Bu gelişmelerin Ülkemiz ekonomisine her yıl ciddi döviz girdisi sağlayan bölgemizde telafisi imkansız hasarlara neden olacağı aşikardır. Turizm cenneti olan Ölüdeniz ve Kayaköy’ün tahribatının önlenmesi için acilen yanlıştan dönülmelidir.

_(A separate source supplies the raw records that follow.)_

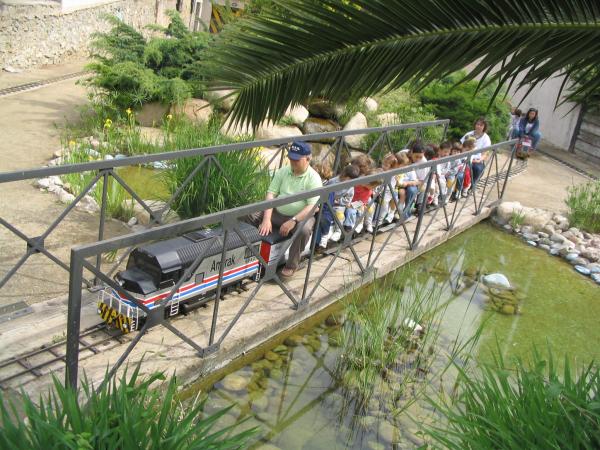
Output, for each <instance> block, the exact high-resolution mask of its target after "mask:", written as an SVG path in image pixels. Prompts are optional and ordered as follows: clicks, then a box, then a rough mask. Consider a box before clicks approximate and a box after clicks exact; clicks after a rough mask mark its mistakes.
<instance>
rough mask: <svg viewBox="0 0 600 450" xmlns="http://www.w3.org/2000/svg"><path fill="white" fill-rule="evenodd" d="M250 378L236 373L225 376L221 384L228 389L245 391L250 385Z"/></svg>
mask: <svg viewBox="0 0 600 450" xmlns="http://www.w3.org/2000/svg"><path fill="white" fill-rule="evenodd" d="M249 382H250V380H248V379H247V378H244V377H242V376H241V375H237V374H235V373H232V374H229V375H227V376H226V377H225V378H223V379H222V380H221V384H222V385H223V387H224V388H225V389H227V390H228V391H233V392H238V391H243V390H244V389H246V387H247V386H248V383H249Z"/></svg>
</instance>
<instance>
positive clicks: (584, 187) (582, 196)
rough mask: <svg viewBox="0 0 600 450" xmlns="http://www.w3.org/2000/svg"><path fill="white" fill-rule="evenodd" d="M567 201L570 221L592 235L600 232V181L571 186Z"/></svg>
mask: <svg viewBox="0 0 600 450" xmlns="http://www.w3.org/2000/svg"><path fill="white" fill-rule="evenodd" d="M567 192H568V195H567V199H566V200H565V202H566V204H567V206H568V207H569V221H570V222H571V224H572V225H573V226H576V227H579V228H583V229H584V230H587V231H589V232H591V233H598V232H600V181H591V182H589V183H585V184H580V185H577V186H571V187H569V188H568V190H567Z"/></svg>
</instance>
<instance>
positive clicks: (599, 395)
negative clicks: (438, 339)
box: [426, 350, 600, 450]
mask: <svg viewBox="0 0 600 450" xmlns="http://www.w3.org/2000/svg"><path fill="white" fill-rule="evenodd" d="M494 361H495V362H494V364H493V365H485V366H482V367H480V370H478V371H477V372H478V373H470V372H467V371H465V370H464V369H463V368H461V367H457V370H458V372H459V381H458V387H459V388H458V394H457V395H456V397H455V398H445V399H440V400H437V399H431V398H430V399H429V401H430V403H431V405H432V406H433V407H434V408H435V409H436V410H438V411H440V413H441V414H442V416H443V418H444V420H443V424H444V425H442V426H428V427H426V433H427V434H428V435H429V436H430V437H431V438H432V439H433V440H434V441H435V442H436V443H438V444H439V445H440V446H441V447H443V448H448V449H461V450H463V449H481V448H540V449H542V448H544V449H545V448H557V449H558V448H598V446H600V402H599V399H600V370H599V367H598V366H597V365H596V364H594V363H590V364H589V365H586V366H584V367H582V368H580V369H578V370H575V371H572V369H571V365H570V363H569V359H568V358H567V357H565V361H564V369H563V371H562V374H561V373H560V372H559V370H558V368H557V366H556V364H555V362H554V360H553V356H552V354H551V353H549V355H548V357H547V358H543V357H542V356H541V355H540V354H539V353H538V352H536V351H534V352H533V355H532V358H531V361H530V362H524V361H522V360H521V359H516V360H515V366H514V368H511V367H508V366H507V365H506V364H505V362H504V360H503V358H502V356H501V354H500V351H499V350H498V351H497V352H496V355H495V356H494Z"/></svg>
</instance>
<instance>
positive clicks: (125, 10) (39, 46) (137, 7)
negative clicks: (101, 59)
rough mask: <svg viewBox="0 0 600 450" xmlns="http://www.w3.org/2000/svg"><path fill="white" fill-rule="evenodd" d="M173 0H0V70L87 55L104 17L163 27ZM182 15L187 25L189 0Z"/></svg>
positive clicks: (188, 7)
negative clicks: (154, 25) (22, 0)
mask: <svg viewBox="0 0 600 450" xmlns="http://www.w3.org/2000/svg"><path fill="white" fill-rule="evenodd" d="M176 4H177V0H63V1H62V3H61V2H58V1H56V2H54V1H39V0H38V1H18V0H10V1H8V0H5V1H0V69H1V68H5V67H7V66H10V67H13V68H18V69H26V68H30V67H35V66H39V65H43V64H58V63H61V62H65V61H68V60H69V59H73V58H74V57H81V56H87V54H88V53H89V47H88V45H89V43H90V39H91V35H92V34H93V33H95V32H99V31H107V30H108V29H109V25H108V23H107V22H106V21H105V20H104V15H105V14H111V15H115V16H117V17H119V18H121V19H123V20H124V21H125V22H127V23H129V24H131V25H133V26H134V27H135V28H137V29H142V28H143V27H144V26H145V25H147V24H150V23H158V24H161V25H165V24H167V23H168V20H167V18H166V16H165V12H166V11H167V10H169V9H175V6H176ZM182 16H183V19H184V22H185V23H189V19H190V5H189V1H185V2H183V8H182Z"/></svg>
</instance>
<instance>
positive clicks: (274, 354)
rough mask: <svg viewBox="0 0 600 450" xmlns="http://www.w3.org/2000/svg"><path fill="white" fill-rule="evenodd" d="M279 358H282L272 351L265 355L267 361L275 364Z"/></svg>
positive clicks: (268, 352) (269, 351)
mask: <svg viewBox="0 0 600 450" xmlns="http://www.w3.org/2000/svg"><path fill="white" fill-rule="evenodd" d="M279 358H280V356H279V355H278V354H277V353H275V352H272V351H270V350H269V351H268V352H267V353H265V359H266V360H267V361H271V362H275V361H277V360H278V359H279Z"/></svg>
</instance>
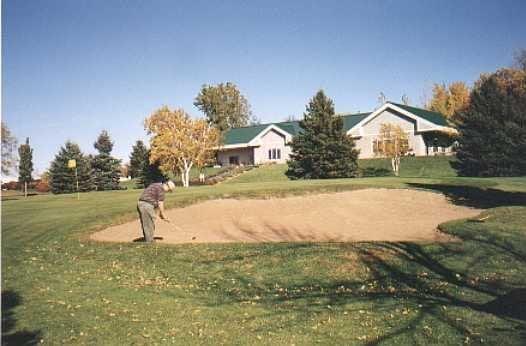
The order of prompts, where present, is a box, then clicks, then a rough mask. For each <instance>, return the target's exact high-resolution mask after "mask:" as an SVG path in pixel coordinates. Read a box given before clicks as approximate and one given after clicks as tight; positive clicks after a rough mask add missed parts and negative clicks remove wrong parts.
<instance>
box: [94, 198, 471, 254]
mask: <svg viewBox="0 0 526 346" xmlns="http://www.w3.org/2000/svg"><path fill="white" fill-rule="evenodd" d="M480 211H481V210H479V209H474V208H468V207H464V206H457V205H453V204H451V203H449V202H448V201H447V199H446V197H445V196H444V195H442V194H438V193H433V192H427V191H417V190H403V189H400V190H394V189H364V190H355V191H348V192H340V193H332V194H319V195H306V196H295V197H287V198H275V199H243V200H236V199H221V200H212V201H206V202H202V203H198V204H194V205H191V206H188V207H185V208H179V209H171V210H168V211H167V215H168V217H169V218H170V219H171V220H172V223H166V222H163V221H161V220H158V221H157V224H156V230H155V236H156V237H159V240H157V241H158V242H160V243H172V244H181V243H230V242H357V241H416V242H441V241H451V240H452V238H451V237H450V236H448V235H446V234H444V233H441V232H439V231H438V230H437V225H438V224H440V223H442V222H445V221H449V220H454V219H460V218H468V217H474V216H476V215H478V214H479V213H480ZM141 237H142V231H141V227H140V223H139V221H138V220H137V221H133V222H129V223H125V224H122V225H118V226H114V227H110V228H107V229H105V230H102V231H100V232H97V233H94V234H92V236H91V239H93V240H97V241H110V242H132V241H134V240H135V241H137V240H139V239H140V238H141ZM161 238H162V239H161Z"/></svg>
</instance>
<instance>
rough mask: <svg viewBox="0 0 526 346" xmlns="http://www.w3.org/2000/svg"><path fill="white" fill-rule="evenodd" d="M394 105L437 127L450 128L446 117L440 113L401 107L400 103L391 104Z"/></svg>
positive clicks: (403, 105) (414, 108)
mask: <svg viewBox="0 0 526 346" xmlns="http://www.w3.org/2000/svg"><path fill="white" fill-rule="evenodd" d="M389 103H390V104H392V105H395V106H397V107H400V108H402V109H403V110H406V111H408V112H410V113H413V114H414V115H416V116H419V117H420V118H422V119H425V120H427V121H429V122H431V123H433V124H435V125H439V126H449V124H448V123H447V120H446V117H445V116H444V115H442V114H440V113H438V112H432V111H428V110H427V109H422V108H417V107H412V106H407V105H401V104H399V103H394V102H389Z"/></svg>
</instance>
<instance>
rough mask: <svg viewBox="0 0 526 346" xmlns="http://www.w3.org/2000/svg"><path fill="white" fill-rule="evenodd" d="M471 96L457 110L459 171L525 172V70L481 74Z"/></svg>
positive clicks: (525, 158) (464, 173)
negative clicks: (466, 104) (465, 108)
mask: <svg viewBox="0 0 526 346" xmlns="http://www.w3.org/2000/svg"><path fill="white" fill-rule="evenodd" d="M470 99H471V102H470V104H469V106H468V108H467V109H466V110H464V111H462V112H459V113H458V117H459V120H460V121H459V126H458V131H459V134H460V136H459V139H458V142H459V149H458V151H457V159H458V162H457V163H456V164H454V167H455V168H456V169H457V170H458V172H459V174H460V175H464V176H519V175H526V154H525V153H526V71H523V70H518V69H517V70H514V69H501V70H498V71H497V72H495V73H493V74H490V75H482V76H481V78H480V80H479V81H477V82H476V84H475V87H474V88H473V90H472V92H471V96H470Z"/></svg>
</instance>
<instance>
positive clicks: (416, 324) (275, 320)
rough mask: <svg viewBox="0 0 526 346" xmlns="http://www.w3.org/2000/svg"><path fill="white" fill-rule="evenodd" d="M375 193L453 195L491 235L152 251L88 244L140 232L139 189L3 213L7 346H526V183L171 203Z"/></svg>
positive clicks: (293, 190) (193, 194) (178, 205)
mask: <svg viewBox="0 0 526 346" xmlns="http://www.w3.org/2000/svg"><path fill="white" fill-rule="evenodd" d="M258 171H259V169H258V170H255V171H254V173H255V172H258ZM259 172H261V171H259ZM246 174H247V175H248V174H252V172H249V173H246ZM243 176H245V175H243ZM270 180H272V179H270ZM369 186H376V187H385V188H418V189H426V190H431V191H436V192H440V193H444V194H446V196H448V198H449V199H450V200H451V201H452V202H453V203H457V204H462V205H468V206H476V207H478V208H482V209H484V212H483V214H482V216H483V217H484V220H483V221H482V222H476V221H470V220H459V221H453V222H449V223H446V224H443V225H441V229H442V230H443V231H445V232H448V233H451V234H454V235H455V236H457V237H458V238H460V239H462V241H461V242H456V243H448V244H431V245H422V244H413V243H359V244H306V243H294V244H292V243H289V244H286V243H285V244H252V245H248V244H247V245H242V244H230V245H206V244H203V245H185V246H162V245H154V246H145V245H143V244H138V243H132V244H103V243H97V242H91V241H88V240H87V238H88V235H89V234H90V233H91V232H93V231H94V230H96V229H100V228H102V227H106V226H108V225H109V224H115V223H119V222H123V221H126V220H131V219H132V218H133V217H135V210H134V209H135V201H136V199H137V197H138V194H139V193H140V191H137V190H136V191H133V190H131V191H115V192H93V193H86V194H81V199H80V201H77V200H76V199H75V196H72V195H62V196H34V197H31V198H29V199H28V200H24V199H22V198H20V199H17V200H9V201H5V202H3V210H2V240H3V241H2V290H3V291H2V313H3V314H2V326H3V328H2V339H3V343H4V344H31V343H34V342H38V341H40V340H43V342H44V343H50V344H88V343H89V344H104V345H120V344H156V343H169V342H175V343H178V344H210V343H214V344H221V343H222V344H250V345H252V344H296V345H300V344H302V345H303V344H307V345H308V344H317V343H321V344H328V343H331V344H365V343H380V344H382V343H384V344H400V345H406V344H414V343H420V344H461V343H476V344H480V343H485V344H498V343H501V344H509V345H520V344H523V343H524V336H525V335H526V324H525V320H526V316H524V310H523V309H521V307H522V306H524V296H525V294H524V293H525V288H526V265H525V264H526V263H525V262H526V216H525V215H526V207H525V205H526V178H509V179H503V178H494V179H469V178H457V177H444V176H429V177H425V178H424V177H415V178H412V177H402V178H395V177H381V178H362V179H342V180H326V181H294V182H289V181H282V180H278V179H275V180H272V181H269V182H267V183H262V182H258V181H257V180H256V182H247V183H235V182H234V181H230V182H229V183H224V184H219V185H217V186H204V187H195V188H190V189H187V190H183V189H182V188H181V189H178V190H177V192H176V193H174V194H172V195H169V196H168V200H167V204H168V206H169V207H175V206H182V205H188V204H190V203H194V202H196V201H198V200H204V199H210V198H219V197H222V198H232V197H237V198H253V197H264V198H268V197H269V196H275V195H277V196H283V195H289V194H300V193H301V194H302V193H312V192H316V191H342V190H350V189H356V188H363V187H369ZM418 207H421V206H417V207H416V208H415V210H418V209H417V208H418ZM426 207H431V206H426ZM379 212H381V211H379ZM203 217H206V215H204V216H203ZM521 304H522V305H521ZM232 326H236V328H232Z"/></svg>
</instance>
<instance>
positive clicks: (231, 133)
mask: <svg viewBox="0 0 526 346" xmlns="http://www.w3.org/2000/svg"><path fill="white" fill-rule="evenodd" d="M267 127H268V125H255V126H247V127H237V128H233V129H230V130H228V131H227V132H226V133H225V137H224V144H226V145H231V144H242V143H248V142H250V141H251V140H252V139H254V138H255V137H256V136H257V135H259V134H260V133H261V131H263V130H264V129H266V128H267Z"/></svg>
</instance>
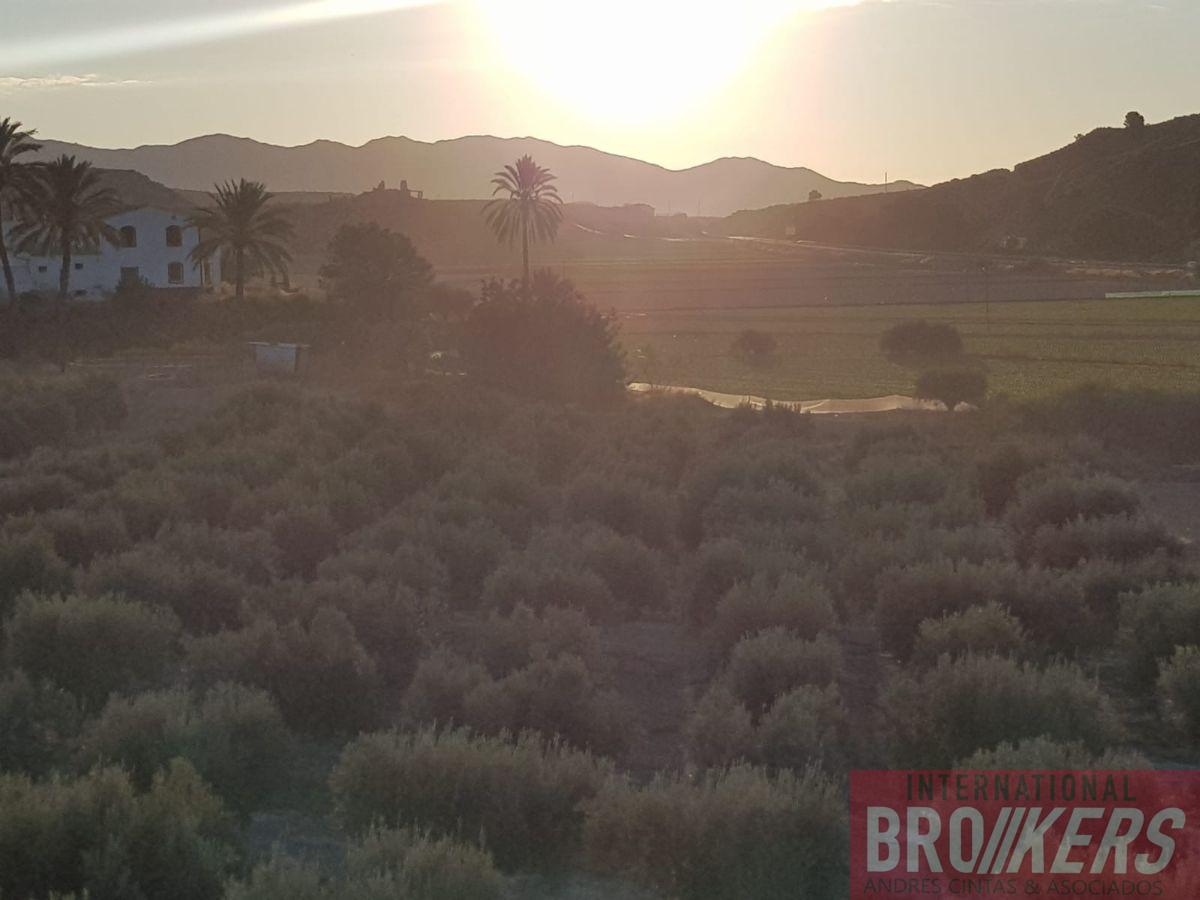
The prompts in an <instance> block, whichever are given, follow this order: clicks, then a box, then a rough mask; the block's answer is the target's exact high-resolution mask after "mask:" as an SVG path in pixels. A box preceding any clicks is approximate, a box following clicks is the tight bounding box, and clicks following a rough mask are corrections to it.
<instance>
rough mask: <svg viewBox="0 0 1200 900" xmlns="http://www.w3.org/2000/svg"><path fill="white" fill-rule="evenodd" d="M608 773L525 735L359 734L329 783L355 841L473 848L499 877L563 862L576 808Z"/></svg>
mask: <svg viewBox="0 0 1200 900" xmlns="http://www.w3.org/2000/svg"><path fill="white" fill-rule="evenodd" d="M606 776H607V767H606V766H605V764H602V763H600V762H598V761H596V760H595V758H594V757H592V756H590V755H588V754H583V752H577V751H571V750H568V749H566V748H564V746H562V745H560V744H556V743H550V744H547V743H545V742H542V740H541V739H540V738H538V737H535V736H532V734H524V736H522V737H521V738H520V739H517V740H515V742H514V740H508V739H503V738H476V737H472V736H470V734H469V733H467V732H464V731H452V732H442V733H438V732H433V731H422V732H416V733H402V732H384V733H378V734H366V736H362V737H360V738H358V739H356V740H354V742H352V743H350V744H349V745H347V748H346V749H344V750H343V751H342V758H341V761H340V762H338V763H337V767H336V768H335V769H334V774H332V776H331V779H330V784H331V787H332V791H334V797H335V799H336V802H337V808H338V812H340V815H341V817H342V821H343V822H344V823H346V826H347V827H348V828H349V829H350V830H352V832H355V833H362V832H365V830H366V829H367V828H370V827H372V826H374V824H377V823H383V824H384V826H385V827H394V828H395V827H400V828H404V827H420V828H426V829H428V832H430V834H431V835H436V836H451V838H457V839H460V840H463V841H469V842H478V844H480V845H481V846H482V847H484V848H485V850H488V851H491V853H492V854H493V856H494V858H496V862H497V864H498V865H499V866H500V869H503V870H505V871H512V870H515V869H520V868H546V866H551V868H552V866H554V865H558V864H560V863H563V862H566V860H568V859H570V858H571V857H572V856H574V853H575V852H576V850H577V848H578V845H580V838H581V834H582V828H583V810H582V803H583V802H584V800H587V799H589V798H592V797H594V796H595V793H596V792H598V791H599V790H600V786H601V784H602V782H604V780H605V778H606Z"/></svg>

Fethiye Ticaret ve Sanayi Odası olarak, Sondaj Yöntemi ile Jeotermal Kaynaklar Arama Faaliyeti olarak ihale edilen söz konusu işin, ihaleyi alan firmaya Enerji ve Tabii Kaynaklar Bakanlığı’nca verilmiş olan izin ve ruhsatların iptal edilerek, ÇED sürecinin durdurulması, kısacası bölgemiz doğasını, kültürel hazinesini ve turizmini baltalayacak olan projeden acilen vazgeçilmesi çağrısında bulunuyoruz.”